Les champions : souvenirs d’une enfance villageoise
Je n’ai pas d’abord commencé à lire les livres. C’était des bouts de papiers, des pages égarées de vieux magazines de sport ou de livres que mes grands frères lisaient à l’école du village. Nous sommes à la fin des années 90 et je vais bientôt aller à l’école. En ces années-là, c’est surtout Les champions, une collection que publiait Hachette je crois, avec la collaboration de Clé, qui est enseignée au Cameroun.
Avant que je ne sois inscrit à l’école publique de Mingnè, il fallait essayer tout seul de reconnaitre les chiffres et les lettres. La section maternelle n’existait pas dans mon entourage. Nous avions un vieux contre-plaqué sur lequel j’ai appris à dessiner d’abord, puis à lire l’alphabet. Quand j’ai su écrire, le tableau n’était plus devant la maison de ma mère.
Lorsque je commence l’école, je ne découvre pas le livre tout de suite. À la section d’initiation au langage, je me souviens que Monsieur Victor, le maître d’école, avait un livre de lecture.
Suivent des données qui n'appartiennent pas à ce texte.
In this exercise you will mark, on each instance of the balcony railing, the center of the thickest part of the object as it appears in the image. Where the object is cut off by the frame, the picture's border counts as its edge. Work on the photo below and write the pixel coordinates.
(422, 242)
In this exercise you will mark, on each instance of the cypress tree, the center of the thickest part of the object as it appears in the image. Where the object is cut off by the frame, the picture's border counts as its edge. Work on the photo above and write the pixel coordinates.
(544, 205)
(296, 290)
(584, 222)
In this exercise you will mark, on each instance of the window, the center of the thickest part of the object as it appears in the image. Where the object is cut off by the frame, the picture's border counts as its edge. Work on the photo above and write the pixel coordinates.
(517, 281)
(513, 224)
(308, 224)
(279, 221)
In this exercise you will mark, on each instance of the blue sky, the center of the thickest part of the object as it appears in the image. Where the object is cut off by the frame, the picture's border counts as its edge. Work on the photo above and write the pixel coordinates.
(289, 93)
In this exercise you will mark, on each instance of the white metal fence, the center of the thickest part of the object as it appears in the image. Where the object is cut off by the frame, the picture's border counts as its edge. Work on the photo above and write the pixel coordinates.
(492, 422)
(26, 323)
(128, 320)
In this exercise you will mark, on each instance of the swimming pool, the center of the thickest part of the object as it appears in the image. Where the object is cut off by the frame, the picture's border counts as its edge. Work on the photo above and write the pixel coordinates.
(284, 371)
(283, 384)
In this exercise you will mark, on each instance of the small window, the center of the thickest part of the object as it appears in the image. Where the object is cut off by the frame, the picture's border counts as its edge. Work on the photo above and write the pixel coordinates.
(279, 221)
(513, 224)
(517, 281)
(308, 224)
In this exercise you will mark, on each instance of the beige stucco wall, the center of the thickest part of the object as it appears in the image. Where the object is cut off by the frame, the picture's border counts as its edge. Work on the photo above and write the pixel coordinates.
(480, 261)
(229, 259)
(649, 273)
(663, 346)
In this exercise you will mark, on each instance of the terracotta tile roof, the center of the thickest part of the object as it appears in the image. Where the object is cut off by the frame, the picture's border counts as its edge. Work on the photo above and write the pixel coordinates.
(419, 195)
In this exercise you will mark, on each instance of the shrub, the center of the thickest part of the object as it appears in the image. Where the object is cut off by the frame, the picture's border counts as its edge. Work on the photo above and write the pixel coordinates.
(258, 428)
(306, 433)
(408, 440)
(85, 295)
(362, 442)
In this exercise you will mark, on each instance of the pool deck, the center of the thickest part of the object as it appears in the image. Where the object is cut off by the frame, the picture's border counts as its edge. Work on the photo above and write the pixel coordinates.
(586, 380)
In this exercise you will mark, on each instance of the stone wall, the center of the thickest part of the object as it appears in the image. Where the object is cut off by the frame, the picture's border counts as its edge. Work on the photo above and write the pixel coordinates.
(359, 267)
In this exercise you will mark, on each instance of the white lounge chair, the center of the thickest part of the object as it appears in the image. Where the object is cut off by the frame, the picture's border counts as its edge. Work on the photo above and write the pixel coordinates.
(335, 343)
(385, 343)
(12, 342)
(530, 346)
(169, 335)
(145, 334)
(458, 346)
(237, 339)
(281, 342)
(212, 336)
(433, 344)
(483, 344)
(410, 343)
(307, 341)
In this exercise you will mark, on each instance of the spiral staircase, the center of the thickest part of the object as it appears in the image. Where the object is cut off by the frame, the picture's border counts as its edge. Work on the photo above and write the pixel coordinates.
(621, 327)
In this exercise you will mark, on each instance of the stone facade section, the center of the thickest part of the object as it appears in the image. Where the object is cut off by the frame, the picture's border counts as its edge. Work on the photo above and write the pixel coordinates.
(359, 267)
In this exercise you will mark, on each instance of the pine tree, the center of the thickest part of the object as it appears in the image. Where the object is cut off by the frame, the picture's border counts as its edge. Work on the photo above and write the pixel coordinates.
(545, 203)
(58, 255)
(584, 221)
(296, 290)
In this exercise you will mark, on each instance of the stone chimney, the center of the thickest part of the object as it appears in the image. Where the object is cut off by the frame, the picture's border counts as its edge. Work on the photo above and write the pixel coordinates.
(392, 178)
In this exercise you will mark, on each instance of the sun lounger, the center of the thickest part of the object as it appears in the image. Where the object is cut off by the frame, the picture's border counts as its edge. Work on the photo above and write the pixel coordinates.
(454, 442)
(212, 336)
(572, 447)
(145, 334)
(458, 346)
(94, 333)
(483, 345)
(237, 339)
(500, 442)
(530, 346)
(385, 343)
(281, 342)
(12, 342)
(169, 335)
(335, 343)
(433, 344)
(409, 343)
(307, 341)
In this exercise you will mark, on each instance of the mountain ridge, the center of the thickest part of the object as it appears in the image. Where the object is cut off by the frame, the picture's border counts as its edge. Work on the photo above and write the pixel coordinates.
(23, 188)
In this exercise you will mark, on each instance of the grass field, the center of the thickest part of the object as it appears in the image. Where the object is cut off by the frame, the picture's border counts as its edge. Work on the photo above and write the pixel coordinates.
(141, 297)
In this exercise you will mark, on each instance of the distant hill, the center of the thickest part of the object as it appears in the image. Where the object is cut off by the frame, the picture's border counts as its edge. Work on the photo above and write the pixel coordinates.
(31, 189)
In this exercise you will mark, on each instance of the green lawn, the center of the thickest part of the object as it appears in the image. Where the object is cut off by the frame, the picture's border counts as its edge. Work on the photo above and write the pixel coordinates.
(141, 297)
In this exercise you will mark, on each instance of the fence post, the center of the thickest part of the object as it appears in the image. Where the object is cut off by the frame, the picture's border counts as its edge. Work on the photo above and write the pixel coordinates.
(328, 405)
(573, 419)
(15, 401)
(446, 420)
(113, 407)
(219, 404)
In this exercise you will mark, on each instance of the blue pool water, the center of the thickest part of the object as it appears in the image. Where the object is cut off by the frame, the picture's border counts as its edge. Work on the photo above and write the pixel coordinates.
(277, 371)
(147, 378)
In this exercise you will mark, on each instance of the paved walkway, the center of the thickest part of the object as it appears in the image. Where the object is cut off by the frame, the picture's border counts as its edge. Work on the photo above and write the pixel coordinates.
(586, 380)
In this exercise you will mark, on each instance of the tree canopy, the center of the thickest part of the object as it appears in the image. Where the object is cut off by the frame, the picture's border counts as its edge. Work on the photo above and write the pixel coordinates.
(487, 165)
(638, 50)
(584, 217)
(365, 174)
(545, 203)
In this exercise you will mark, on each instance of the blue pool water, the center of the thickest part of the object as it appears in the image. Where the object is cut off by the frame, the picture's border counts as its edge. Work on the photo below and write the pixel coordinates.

Il était peut-être le seul. Nous n’en avions pas vraiment besoin ; Monsieur Victor écrivait tous les passages de son livre sur le tableau, il les accompagnait des dessins colorés, probablement plus beaux que ceux du livre. Nous avons donc lu les images avant toute chose : lorsque nous disions en chœur Ali, le bâton du maître pointait A puis les lettres LI, nous ne regardions que le bonhomme que l’enseignant avait dessiné au tableau et qui portait un chapeau de paysan, tenant souvent une gourde. Je reviendrai sur la gourde. Je me souviens que les images étaient de couleur verte. Je n’ai jamais oublié les extraits :
" Ali a fait une bêtise.
Il rit avec Alima.
Il a fait bêtise "
Nous lisions les phrases en syllabes, et nous lisions « il » en deux syllabes ; nous chantions les phrases.
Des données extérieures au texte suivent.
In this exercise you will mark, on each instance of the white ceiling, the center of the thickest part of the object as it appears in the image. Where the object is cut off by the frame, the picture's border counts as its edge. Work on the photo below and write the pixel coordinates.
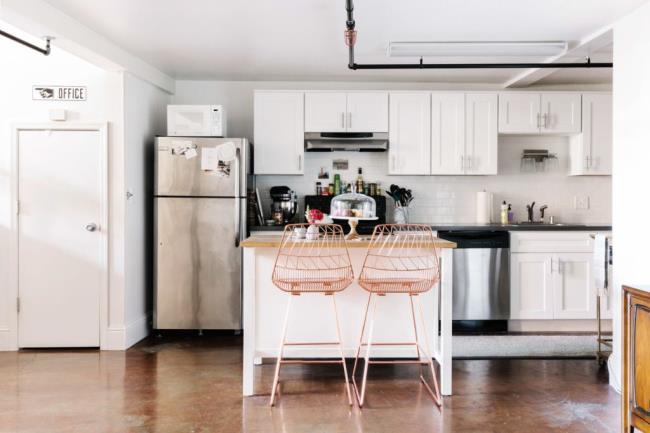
(303, 39)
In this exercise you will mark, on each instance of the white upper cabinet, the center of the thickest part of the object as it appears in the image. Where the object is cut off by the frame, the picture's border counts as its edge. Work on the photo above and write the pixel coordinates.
(519, 113)
(325, 111)
(482, 135)
(367, 112)
(539, 113)
(279, 132)
(591, 151)
(447, 133)
(346, 112)
(561, 113)
(409, 151)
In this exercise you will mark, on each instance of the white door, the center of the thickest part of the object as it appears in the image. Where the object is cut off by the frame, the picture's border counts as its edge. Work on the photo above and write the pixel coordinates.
(325, 111)
(61, 241)
(279, 133)
(531, 286)
(597, 132)
(367, 112)
(447, 133)
(575, 294)
(482, 134)
(561, 113)
(519, 113)
(409, 150)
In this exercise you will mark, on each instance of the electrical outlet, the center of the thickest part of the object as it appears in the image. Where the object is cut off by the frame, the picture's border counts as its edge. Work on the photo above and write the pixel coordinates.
(581, 203)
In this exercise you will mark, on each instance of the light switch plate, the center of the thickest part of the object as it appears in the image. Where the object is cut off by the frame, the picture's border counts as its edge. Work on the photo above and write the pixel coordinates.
(581, 202)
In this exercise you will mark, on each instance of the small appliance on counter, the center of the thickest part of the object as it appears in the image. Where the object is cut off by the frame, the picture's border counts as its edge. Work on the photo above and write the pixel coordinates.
(323, 203)
(196, 121)
(284, 205)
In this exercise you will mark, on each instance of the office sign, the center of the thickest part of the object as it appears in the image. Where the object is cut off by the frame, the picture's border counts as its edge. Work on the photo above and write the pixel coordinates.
(59, 93)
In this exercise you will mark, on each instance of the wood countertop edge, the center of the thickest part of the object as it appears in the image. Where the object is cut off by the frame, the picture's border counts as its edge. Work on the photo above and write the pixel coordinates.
(266, 241)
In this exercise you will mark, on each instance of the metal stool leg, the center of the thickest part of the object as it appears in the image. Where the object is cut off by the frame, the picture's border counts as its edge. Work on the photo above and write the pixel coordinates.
(276, 377)
(435, 393)
(361, 396)
(338, 334)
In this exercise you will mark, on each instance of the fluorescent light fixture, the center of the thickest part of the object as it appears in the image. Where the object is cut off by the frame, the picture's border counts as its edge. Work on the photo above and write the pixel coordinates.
(476, 49)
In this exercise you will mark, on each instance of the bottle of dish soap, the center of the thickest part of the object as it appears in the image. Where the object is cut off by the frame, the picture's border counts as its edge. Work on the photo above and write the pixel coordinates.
(504, 213)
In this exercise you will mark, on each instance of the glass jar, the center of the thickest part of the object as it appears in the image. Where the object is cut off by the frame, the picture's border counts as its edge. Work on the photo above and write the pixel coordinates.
(353, 205)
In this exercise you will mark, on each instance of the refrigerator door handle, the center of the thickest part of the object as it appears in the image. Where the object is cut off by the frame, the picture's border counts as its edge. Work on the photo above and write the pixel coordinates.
(237, 197)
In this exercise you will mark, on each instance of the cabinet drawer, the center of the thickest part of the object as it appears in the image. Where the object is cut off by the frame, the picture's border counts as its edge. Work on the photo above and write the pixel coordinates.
(551, 242)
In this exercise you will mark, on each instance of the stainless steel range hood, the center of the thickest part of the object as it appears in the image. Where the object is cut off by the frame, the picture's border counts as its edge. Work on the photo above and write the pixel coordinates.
(346, 141)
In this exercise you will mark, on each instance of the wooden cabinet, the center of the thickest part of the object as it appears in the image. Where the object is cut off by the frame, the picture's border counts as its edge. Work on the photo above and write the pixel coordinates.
(279, 132)
(551, 276)
(346, 111)
(636, 359)
(481, 137)
(531, 286)
(591, 151)
(464, 133)
(447, 133)
(540, 113)
(409, 134)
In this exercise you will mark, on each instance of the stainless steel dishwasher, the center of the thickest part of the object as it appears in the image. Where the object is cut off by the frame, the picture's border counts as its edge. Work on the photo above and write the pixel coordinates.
(481, 284)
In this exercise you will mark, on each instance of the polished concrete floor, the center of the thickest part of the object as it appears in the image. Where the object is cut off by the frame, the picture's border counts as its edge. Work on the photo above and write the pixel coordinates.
(189, 384)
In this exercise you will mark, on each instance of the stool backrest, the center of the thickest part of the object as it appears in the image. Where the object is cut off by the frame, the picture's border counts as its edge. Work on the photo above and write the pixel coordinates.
(401, 258)
(313, 265)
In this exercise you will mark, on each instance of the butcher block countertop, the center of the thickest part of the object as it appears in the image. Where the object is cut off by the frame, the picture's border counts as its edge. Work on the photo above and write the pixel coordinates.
(273, 241)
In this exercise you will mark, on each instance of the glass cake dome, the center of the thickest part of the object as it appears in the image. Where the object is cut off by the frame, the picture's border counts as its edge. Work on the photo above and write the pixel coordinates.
(353, 205)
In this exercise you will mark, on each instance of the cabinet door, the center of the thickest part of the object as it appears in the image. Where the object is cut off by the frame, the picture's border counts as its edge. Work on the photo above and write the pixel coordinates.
(574, 291)
(561, 113)
(531, 286)
(325, 111)
(367, 112)
(447, 133)
(597, 133)
(519, 113)
(481, 136)
(279, 132)
(409, 133)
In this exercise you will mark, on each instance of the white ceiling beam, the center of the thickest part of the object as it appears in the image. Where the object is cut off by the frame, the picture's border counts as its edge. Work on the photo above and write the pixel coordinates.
(589, 44)
(40, 18)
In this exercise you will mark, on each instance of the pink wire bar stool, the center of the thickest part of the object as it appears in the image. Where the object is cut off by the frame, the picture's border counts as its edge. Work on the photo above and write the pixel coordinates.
(401, 259)
(315, 266)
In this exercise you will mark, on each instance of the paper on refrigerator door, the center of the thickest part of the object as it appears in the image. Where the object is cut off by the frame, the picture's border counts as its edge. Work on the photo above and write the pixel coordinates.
(209, 159)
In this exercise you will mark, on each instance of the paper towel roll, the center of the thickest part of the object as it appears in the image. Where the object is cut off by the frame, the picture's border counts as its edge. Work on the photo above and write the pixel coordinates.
(483, 207)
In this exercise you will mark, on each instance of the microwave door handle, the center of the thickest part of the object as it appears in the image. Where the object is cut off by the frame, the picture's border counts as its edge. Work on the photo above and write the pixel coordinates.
(237, 197)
A propos de la gourde. Nous faisions le grand ménage à l’école, les après-midis du vendredi. Il fallait donc apporter des gourdes pour transporter l’eau devant servir à arroser pendant que les autres balayeraient. Il fallait apporter sa gourde ou balayer. Le marigot se trouvait au cœur d’un ravin accidenté, mais il y avait plus de plaisir à y aller qu’à balayer. Il fallait être équilibré pour descendre la longue pente abrupte et remonter avec un récipient. Les vendredis, les filles et les garçons prenaient d’assaut le chemin du ravin. L’eau de ce marigot traversait les pierres glissantes à une vitesse que nul ne pouvait maîtriser. Il fallait tenir fort son récipient. Le courant était rapide. Je me souviens avoir regardé ma gourde s’échapper entre mes doigts. J’étais revenu à l’école sans eau et sans récipient, essuyant la douleur sur mon visage et les injures de ceux qui m’accusaient de flâner. J’avais remonté honteusement le ravin jusqu’à l’école, et le regard des camarades m’humiliait. Les semaines suivantes, je n’eus plus de gourde. Condamné à balayer. C’est ainsi que la gourde d’Ali resta en moi. Chaque fois que je regardais le dessin Ali du maître sur le tableau, je revoyais le courant d’eau emporter ma gourde.
Jusqu’au cours élémentaire, nous vivions nos livres de lectures. Ce qui s’y passait, nous le vivions au quotidien, dans nos quartiers. Lorsqu’on lisait, on connaissait les personnages. Ils nous habitaient. Certaine m’habitent encore ; ceux qui ont lu Les champions se souviennent de :
" Bébé tout neuf à vendre, dix doigts, dix orteils, bon prix ! "
Si ma maman a commenté un passage de mon livre un jour, il s’agit bien de celui-là !
En cours élémentaire, nous avions une brillante jeune camarade qui habitait Nza’, le quartier qui se trouvait derrière le ravin du marigot. Elle était mince, élancée. Elle avait la voix des enfants qui venaient de la ville. Je me souviens aussi que je l’aimais. Qu’est-ce que cela voulait dire ? Je ne peux pas savoir. Elle était notre « surveillante » ; elle était belle, rigoureuse. Elle s’appelait Esther ! L’un des passages du livre racontait :
« Sur le chemin de l’école, Esther se cogne le pied contre un cailloux. Aïe, je me suis blessée !»
Esther nous avait interdit de prononcer son nom pendant la lecture de ce passage. Lorsque nous lisions, il fallait dire : "point-point-point se cogne le pied contre un cailloux."
Plus tard, la ville m’a fait connaître les livres, mais des livres qui ne me parlent plus. Des histoires dont je ne me souviens d’aucun passage.